Opinions of HIV-positive Cubans regarding forms of infection were brought to the conference by the two experts after being collected in discussion groups. After presenting the views of participants from Holguín, Santiago de Cuba, Camagüey and the capital, Gala and Santiesteban advocated new approaches to analysing risks of infection.

“This epidemic could be slipping out of our hands because of certain elements, and if we don’t take them into account and don’t investigate, we’re not going to beat this disease,” Santiesteban warned about the pandemic, which at the close of 2011 affected 34 million people on the planet, according to the World Health Organisation.

A sampling of about 3,000 outpatients was surveyed as part of the study “Survey of People with HIV/AIDS, 2009: A Tool for Action”, which looked into different causes of infection.

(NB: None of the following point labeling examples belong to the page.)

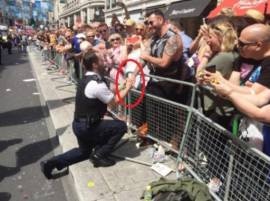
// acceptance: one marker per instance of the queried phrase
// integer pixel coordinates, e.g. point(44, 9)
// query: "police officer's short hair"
point(88, 60)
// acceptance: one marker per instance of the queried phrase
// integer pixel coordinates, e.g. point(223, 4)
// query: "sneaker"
point(143, 130)
point(101, 161)
point(46, 168)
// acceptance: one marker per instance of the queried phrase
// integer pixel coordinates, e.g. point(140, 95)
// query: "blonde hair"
point(227, 12)
point(255, 14)
point(227, 33)
point(116, 35)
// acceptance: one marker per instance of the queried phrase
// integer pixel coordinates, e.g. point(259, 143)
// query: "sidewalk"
point(124, 181)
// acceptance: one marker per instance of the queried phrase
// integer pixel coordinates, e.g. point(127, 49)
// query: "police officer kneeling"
point(96, 136)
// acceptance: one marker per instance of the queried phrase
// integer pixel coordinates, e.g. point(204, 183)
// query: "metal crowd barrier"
point(207, 151)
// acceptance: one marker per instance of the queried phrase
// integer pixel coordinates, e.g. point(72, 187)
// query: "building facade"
point(84, 11)
point(136, 8)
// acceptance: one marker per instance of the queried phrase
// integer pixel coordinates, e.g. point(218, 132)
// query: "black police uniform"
point(96, 136)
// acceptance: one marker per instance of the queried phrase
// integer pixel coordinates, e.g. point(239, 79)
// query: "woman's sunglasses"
point(241, 44)
point(115, 39)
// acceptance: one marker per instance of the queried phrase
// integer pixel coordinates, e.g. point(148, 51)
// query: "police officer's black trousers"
point(102, 137)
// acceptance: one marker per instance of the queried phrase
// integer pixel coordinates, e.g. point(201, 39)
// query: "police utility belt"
point(88, 120)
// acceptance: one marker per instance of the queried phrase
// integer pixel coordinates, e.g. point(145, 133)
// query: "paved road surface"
point(24, 137)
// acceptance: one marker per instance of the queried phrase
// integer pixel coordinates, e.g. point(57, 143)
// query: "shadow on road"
point(22, 116)
point(6, 143)
point(4, 196)
point(29, 154)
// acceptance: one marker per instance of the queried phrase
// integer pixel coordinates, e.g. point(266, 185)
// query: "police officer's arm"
point(173, 48)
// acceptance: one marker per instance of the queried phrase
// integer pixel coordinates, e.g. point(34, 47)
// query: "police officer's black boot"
point(47, 167)
point(101, 161)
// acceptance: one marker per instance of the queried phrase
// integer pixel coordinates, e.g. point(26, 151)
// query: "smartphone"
point(204, 21)
point(211, 69)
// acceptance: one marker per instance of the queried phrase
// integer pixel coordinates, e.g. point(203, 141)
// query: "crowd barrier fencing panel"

The study asked people in what circumstances they were infected with HIV, and 0.5 percent of those surveyed said they “wanted to be infected.”

Meanwhile, 15.8 percent said they did not believe there was a chance they would be infected, and 13.2 percent said “fate had played them a bad turn.”

The study, published in 2011 by the National Office of Statistics and Information, found that the leading risk factor was “not using a condom during sexual relations.” For that reason, educating people about safe sex continues to be one of GPsida’s main objectives.

This Caribbean island nation has an infection rate of just 0.18 percent in the 15-49 age group, described as “exceptionally low” by the joint United Nations Programme on HIV/AIDS.

That situation actually makes it more difficult to make significant progress in terms of prevention, experts say. Carlos Aragonés, who founded GPsida in 1991 and is its national coordinator, explained to IPS that “very personalised work needs to be done” to be able to reduce the number of new cases annually.

“The first thing we want is to understand why people continue to be infected,” said Aragonés, who is also a computer engineer. He said that the network’s annual conference is “more of a necessity than a choice. It is a place for seeing whether or not our strategies are appropriate or whether we need to change them,” he said.

Some of the main challenges for the project include supporting patients in adherence to antiretroviral therapy. This “increases life expectancy and reduces the real possibility of HIV transmission. That is why it is so important,” he said.